Груди у нее подозрительно твердые и — для таких-то размеров — просто-напросто отрицающие существование силы тяжести. Может, она в них силикона накачала? Если так, то жаль. Оно и для здоровья опасно — утечки, рак. И главное — зачем? Каждая женщина прекрасна. Маленькие груди очень уютно ложатся в ладони — теплые, завершенные. Так говорит он Кэти всякий раз, как к ним вместе с мусорной почтой приходит очередной каталог женского белья, и она начинает плакаться на судьбу.

Не исключено, что эта женщина просто-напросто носит один из кошмарных подъемных лифчиков. Мужчины, когда дело доходит до подобных штучек, оказываются лопоухими простаками. Он осмотрел ее сбоку, от подмышки до поясницы, пытаясь найти предательские признаки проволочных каркасов или тугой шнуровки. Но увидел лишь маленькую дырку на блузке — с лоскутком ткани, отодранным не то шипом колючей проволоки, не то острым сучком. Ткань вокруг дырки покрывало что-то клейкое, но уже подсохшее. Неужто кровь? Очень хочется спросить. Жалко, что он не врач, которому такие вопросы запросто сходят с рук. Кое-каких обрывочных сведений о медицине он поднабраться успел — во время беременности Кэти и после того, как она разбилась на мотоцикле, после свалившего его отца удара, и в то время, когда Сьюзи лечилась от наркотической зависимости.

«Простите, я врач, — мог бы сказать он, — и волей-неволей заметил…» Нет, врать он не любит. «Да, видно, тот, кто начал лгать, не обойдется ложью малой», [7] — вот как сказал Шекспир. А Шекспир дураком не был.

Чем дольше он смотрит на нее, тем более странной она ему кажется. Ее зеленые вельветовые брюки — самый что ни на есть ретро-шик семидесятых, если, конечно, отвлечься от перемазанных коленей, однако ноги ее для девочки из ночного клуба ну никак не годятся. Слегка подрагивавшие под тонкой тканью, они были настолько короткими, что едва доставали до педалей, — такие могли бы вырасти у бедняжки, родившейся с церебральным параличом. Он повернул голову, чтобы заглянуть в прогал между его и ее сиденьями, — почти ожидая увидеть сзади складное инвалидное кресло. Однако там лежал лишь старый анорак, одежда, которую она носить, разумеется, не могла, даже и думать нечего. Башмаки у нее вроде бы от Дока Мартенса, но здоровенные, как сабо Бориса Карлоффа.

7

Вальтер Скотт «Мармион» VI.17. (Пер. В. П. Бетаки.)

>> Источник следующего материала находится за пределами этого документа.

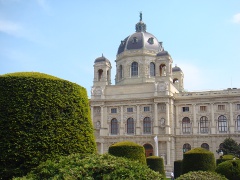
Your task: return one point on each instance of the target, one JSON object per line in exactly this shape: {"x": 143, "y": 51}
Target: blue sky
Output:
{"x": 63, "y": 38}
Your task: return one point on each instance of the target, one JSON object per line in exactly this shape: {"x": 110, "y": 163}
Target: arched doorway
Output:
{"x": 148, "y": 150}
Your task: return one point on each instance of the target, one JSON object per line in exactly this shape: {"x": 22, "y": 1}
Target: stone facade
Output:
{"x": 148, "y": 101}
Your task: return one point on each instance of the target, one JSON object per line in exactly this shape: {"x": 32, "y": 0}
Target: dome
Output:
{"x": 140, "y": 40}
{"x": 101, "y": 59}
{"x": 176, "y": 68}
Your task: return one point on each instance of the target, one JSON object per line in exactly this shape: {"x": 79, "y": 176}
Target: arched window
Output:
{"x": 147, "y": 126}
{"x": 148, "y": 150}
{"x": 114, "y": 126}
{"x": 204, "y": 124}
{"x": 186, "y": 147}
{"x": 152, "y": 69}
{"x": 130, "y": 126}
{"x": 100, "y": 72}
{"x": 98, "y": 125}
{"x": 238, "y": 123}
{"x": 205, "y": 146}
{"x": 186, "y": 125}
{"x": 175, "y": 81}
{"x": 222, "y": 123}
{"x": 134, "y": 69}
{"x": 162, "y": 69}
{"x": 120, "y": 72}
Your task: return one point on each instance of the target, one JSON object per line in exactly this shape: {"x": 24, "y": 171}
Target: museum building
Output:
{"x": 149, "y": 106}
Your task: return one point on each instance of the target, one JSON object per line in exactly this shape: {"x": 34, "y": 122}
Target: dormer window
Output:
{"x": 150, "y": 40}
{"x": 135, "y": 40}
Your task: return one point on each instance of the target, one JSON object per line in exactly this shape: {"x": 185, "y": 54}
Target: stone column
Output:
{"x": 121, "y": 128}
{"x": 213, "y": 124}
{"x": 177, "y": 122}
{"x": 138, "y": 128}
{"x": 101, "y": 151}
{"x": 92, "y": 114}
{"x": 155, "y": 126}
{"x": 194, "y": 120}
{"x": 167, "y": 119}
{"x": 231, "y": 124}
{"x": 168, "y": 153}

Впрочем, самым странным в ней была кожа. Каждый, если не считать бледной и гладкой груди, участок ее тела, какой ему удалось разглядеть, был покрыт пушком — как у недавно обритой, но уже начавшей отращивать шерстку кошки. И повсюду шрамы: на ребрах ладоней, вдоль ключиц, особенно на лице. Лица, скрытого гривой спутанных волос, он видеть сейчас не мог, но в самом начале видел — со шрамами вдоль линии челюсти, на шее, на носу, под глазами. Да еще эти очки: стекла их дают, похоже, самое большое из известных оптиметрии увеличение, потому и глаза ее кажутся такими огромными.